Why OFFSET is a time bomb

Most pagination starts like this:

SELECT * FROM products
ORDER BY created_at DESC
LIMIT 20 OFFSET 24000;

It returns 20 rows, so it looks correct. But the query plan tells the truth. Postgres scans the index in created_at order until it has read 24020 rows, sorts them if needed, then returns the last 20. The cost is O(offset + limit). Page 1 costs 20 rows. Page 1000 costs 20,020 rows. The latency graph is a straight line upward, and your database CPU graph follows it.

The row-shifting problem is harder to see in metrics and easier to see in angry tickets. If a row is inserted or deleted between the query for page 12 and the query for page 13, the window slides. A product that was row 240 on page 12 becomes row 241 on page 13. Page 12 shows it at the bottom. Page 13 shows it at the top. To the user, the same item appears twice. If a row is deleted, a slot disappears entirely. Neither bug is catchable by unit tests unless your test suite simulates concurrent inserts during paginated reads, which almost nobody’s does.

How cursor pagination actually works

Instead of asking the database to skip 24,000 rows, you remember where you stopped and ask for the next 20 rows after that point.

SELECT * FROM products
WHERE (created_at, id) < ('2024-06-01T10:30:00Z', 48291)
ORDER BY created_at DESC, id DESC
LIMIT 21;

The database uses the index to find the starting position, then walks forward exactly 21 rows. The cost is O(limit) regardless of how deep you are in the list. Page 1 and page 10,000 cost the same.

Because the query is anchored to a real value — a timestamp and an ID — inserting a new row at the top does not shift the boundary between page 12 and page 13. The new row falls before the cursor, so it simply does not appear in the current traversal. No duplicates, no missing items. The trade-off is that you can no longer jump directly to page 437. That is usually fine.
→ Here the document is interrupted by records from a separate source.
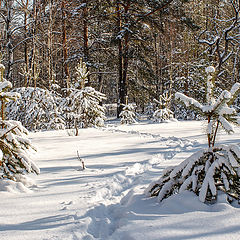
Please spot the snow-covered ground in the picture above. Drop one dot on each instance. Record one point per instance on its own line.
(106, 200)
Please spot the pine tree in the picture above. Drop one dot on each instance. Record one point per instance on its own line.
(163, 113)
(36, 109)
(214, 168)
(14, 145)
(82, 108)
(128, 115)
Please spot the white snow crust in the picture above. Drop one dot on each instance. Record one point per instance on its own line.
(106, 201)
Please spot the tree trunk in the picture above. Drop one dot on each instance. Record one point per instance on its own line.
(66, 74)
(120, 65)
(49, 43)
(85, 39)
(9, 41)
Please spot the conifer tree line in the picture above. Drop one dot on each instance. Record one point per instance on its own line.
(135, 50)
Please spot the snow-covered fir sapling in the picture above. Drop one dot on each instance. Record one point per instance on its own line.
(163, 113)
(128, 114)
(36, 109)
(15, 161)
(82, 108)
(210, 170)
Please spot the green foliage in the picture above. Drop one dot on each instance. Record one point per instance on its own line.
(210, 170)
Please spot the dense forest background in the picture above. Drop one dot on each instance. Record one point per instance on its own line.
(134, 50)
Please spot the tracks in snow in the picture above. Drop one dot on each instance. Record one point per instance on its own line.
(115, 193)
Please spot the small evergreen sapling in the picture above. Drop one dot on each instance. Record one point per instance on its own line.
(163, 113)
(14, 145)
(128, 114)
(214, 168)
(36, 109)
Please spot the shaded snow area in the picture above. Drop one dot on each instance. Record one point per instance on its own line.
(106, 200)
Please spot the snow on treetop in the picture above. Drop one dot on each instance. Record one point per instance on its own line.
(4, 85)
(235, 88)
(210, 69)
(2, 66)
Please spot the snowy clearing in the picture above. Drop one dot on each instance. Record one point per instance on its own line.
(106, 200)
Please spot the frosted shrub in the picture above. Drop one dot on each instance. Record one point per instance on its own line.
(128, 115)
(163, 113)
(214, 168)
(82, 108)
(14, 144)
(36, 109)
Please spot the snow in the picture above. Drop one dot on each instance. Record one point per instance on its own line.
(106, 200)
(210, 69)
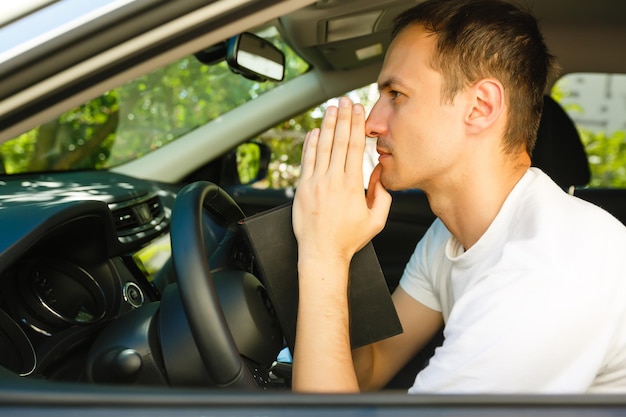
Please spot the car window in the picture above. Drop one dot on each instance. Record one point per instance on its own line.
(597, 105)
(140, 116)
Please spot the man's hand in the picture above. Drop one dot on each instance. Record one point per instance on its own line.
(332, 220)
(331, 212)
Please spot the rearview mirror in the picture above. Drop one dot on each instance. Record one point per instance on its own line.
(255, 58)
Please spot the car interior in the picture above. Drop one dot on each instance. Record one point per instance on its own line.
(85, 320)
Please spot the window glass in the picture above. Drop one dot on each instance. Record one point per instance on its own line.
(143, 115)
(597, 105)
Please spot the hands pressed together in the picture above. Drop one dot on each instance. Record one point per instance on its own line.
(332, 216)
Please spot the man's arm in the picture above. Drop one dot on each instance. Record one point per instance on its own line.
(377, 363)
(332, 220)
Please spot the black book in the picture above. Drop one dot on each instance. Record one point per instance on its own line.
(372, 313)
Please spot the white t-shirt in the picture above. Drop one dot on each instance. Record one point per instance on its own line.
(537, 305)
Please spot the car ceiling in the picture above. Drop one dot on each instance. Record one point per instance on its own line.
(584, 35)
Users almost never jump to page 437 unless you are building an admin tool.

Choosing the cursor column

The cursor must be a combination of columns that is:

  1. Strictly ordered — the ORDER BY clause you expose to the client.
  2. Indexed — otherwise the WHERE clause is a sequential scan and you have solved nothing.
  3. Unique — or combined with a unique tie-breaker. If you sort by created_at alone and two rows have the same timestamp, the relative order is undefined between queries. The database can return them in different orders on different pages, producing the same duplication bug you were trying to escape.

The safest default is a composite sort: the business column you want to sort by, plus the primary key as a tie-breaker.

CREATE INDEX idx_products_cursor
ON products (created_at DESC, id DESC);

If your primary query is ORDER BY created_at DESC, id DESC, the index covers the sort and the filter. Use EXPLAIN (ANALYZE, BUFFERS) to confirm an index scan, not a heap scan with a filter node. If you see a sort step in the plan, the index does not match the ORDER BY and the database is reordering every page.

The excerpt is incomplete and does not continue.